Unionsfraktionschef Volker Kauder über die Neuberechnung von Hartz IV, Mindestlöhne für Leiharbeiter - und die Gesundheit von Schäuble.

Auf ihn ist Angela Merkel angewiesen wie auf kaum einen zweiten. Von ihm erwartet die Kanzlerin, dass er die mächtige Unionsfraktion im Bundestag zur Unterstützung der Regierungspolitik bewegt. Im Abendblatt-Interview sagt Volker Kauder (CDU), wie er die Auseinandersetzung über die großen Projekte von Schwarz-Gelb führen will.

Hamburger Abendblatt:

Nach Stillstand und Streit trifft die Regierung jetzt Entscheidungen. Hat die vergangene Woche der schwarz-gelben Koalition den Durchbruch gebracht, Herr Kauder?

Volker Kauder:

Es weht jetzt ein anderer Wind.

Fünf Euro für Hartz-IV-Empfänger, Milliarden für Atomkonzerne - auch das ist eine Bilanz dieser Tage. Handelt diese Regierung gerecht?

Kauder:

Das Bundesverfassungsgericht hat keine Erhöhung der Regelsätze für die Hartz-IV-Empfänger verlangt, sondern eine nachvollziehbare Berechnung für die Gewährung des Existenzminimums. Die liegt nun vor. Die fünf Euro sind aufgrund dieser Berechnung gerecht. Bei der Verlängerung der Atom-Laufzeiten schöpfen wir 58 Prozent des zusätzlichen Gewinns ab. Damit sorgen wir dafür, dass die großen Konzerne Milliarden zur Entwicklung erneuerbarer Energien beisteuern.

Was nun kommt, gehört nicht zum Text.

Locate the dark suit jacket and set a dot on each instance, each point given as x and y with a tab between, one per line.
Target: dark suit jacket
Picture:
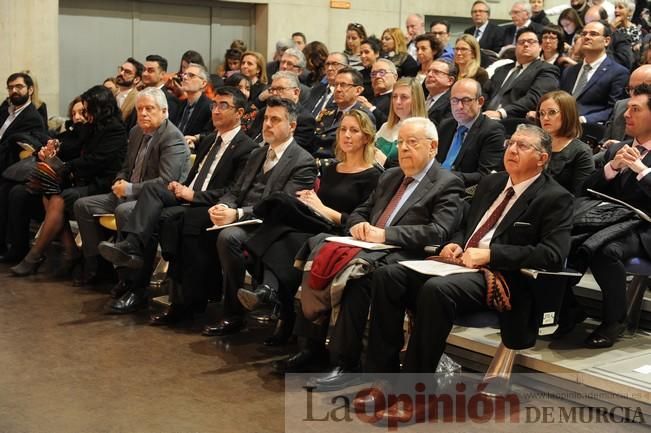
599	95
534	233
295	171
303	134
28	123
510	31
228	169
525	92
441	109
429	216
167	158
492	38
482	150
200	120
627	188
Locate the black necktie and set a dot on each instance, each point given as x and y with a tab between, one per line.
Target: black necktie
205	165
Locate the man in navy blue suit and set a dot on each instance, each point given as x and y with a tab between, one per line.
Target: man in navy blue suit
598	81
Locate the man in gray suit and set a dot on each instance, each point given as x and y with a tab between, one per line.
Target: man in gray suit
280	165
157	153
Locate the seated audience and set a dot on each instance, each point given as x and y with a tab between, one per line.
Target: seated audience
407	100
488	239
571	160
394	48
598	81
471	145
343	186
156	153
516	90
89	172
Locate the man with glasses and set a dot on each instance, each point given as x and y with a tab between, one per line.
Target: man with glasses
285	85
127	79
18	118
383	77
413	205
440	77
321	93
521	17
470	144
489	35
516	89
348	85
520	218
441	32
194	113
598	81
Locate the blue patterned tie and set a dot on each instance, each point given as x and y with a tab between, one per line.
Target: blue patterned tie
455	147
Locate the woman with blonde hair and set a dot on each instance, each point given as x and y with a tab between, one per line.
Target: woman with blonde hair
394	48
467	58
407	100
254	67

Sie stopfen vor allem Haushaltslöcher mit dem abgeschöpften Gewinn.

Kauder:

Die Kernbrennstoffsteuer fließt in den Bundeshaushalt. Daneben wird auch ein großer Batzen der Gewinne für einen Fonds abgeschöpft, mit dem die Energiewende in Deutschland mitfinanziert wird. Wir gehen davon aus, dass dies bis 2018 rund 15 Milliarden Euro sind. SPD und Grüne sind aus der Atomkraft ausgestiegen. Das war es aber auch. Wir sind es, die in die erneuerbaren Energien einsteigen.

Wann wird das letzte deutsche Atomkraftwerk stillgelegt?

Kauder:

Das kann ich Ihnen nicht sagen, weil das Energiekonzept letztlich die Strommengen erhöht, die mit Kernenergie produziert werden können. Wir betrachten die Kernenergie aber nur als eine Brücke in das Zeitalter der erneuerbaren Energien. Wir erhöhen dabei übrigens die Sicherheitsstandards, was Rot-Grün versäumt hat. Es werden keine neuen Kraftwerke gebaut. Die Produktion von Atomstrom ist also endlich.

Sind 2050 noch Kernkraftwerke am Netz?

Kauder:

Ich kann mich auf keine Jahreszahl festlegen.

Die Entscheidungen zur Laufzeitverlängerung und zu Hartz IV könnten am Bundesverfassungsgericht scheitern. Was würde das für die Regierung Merkel bedeuten?

Kauder:

Ich bin davon überzeugt, dass beide Entscheidungen - die Hartz-IV-Reform und die Laufzeitverlängerung - verfassungsfest sind. Für die Laufzeitverlängerung brauchen wir auch nicht die Zustimmung des Bundesrats. Das haben unsere Verfassungsminister - Innenminister Thomas de Maizière und Justizministerin Sabine Leutheusser-Schnarrenberger - klar dargelegt.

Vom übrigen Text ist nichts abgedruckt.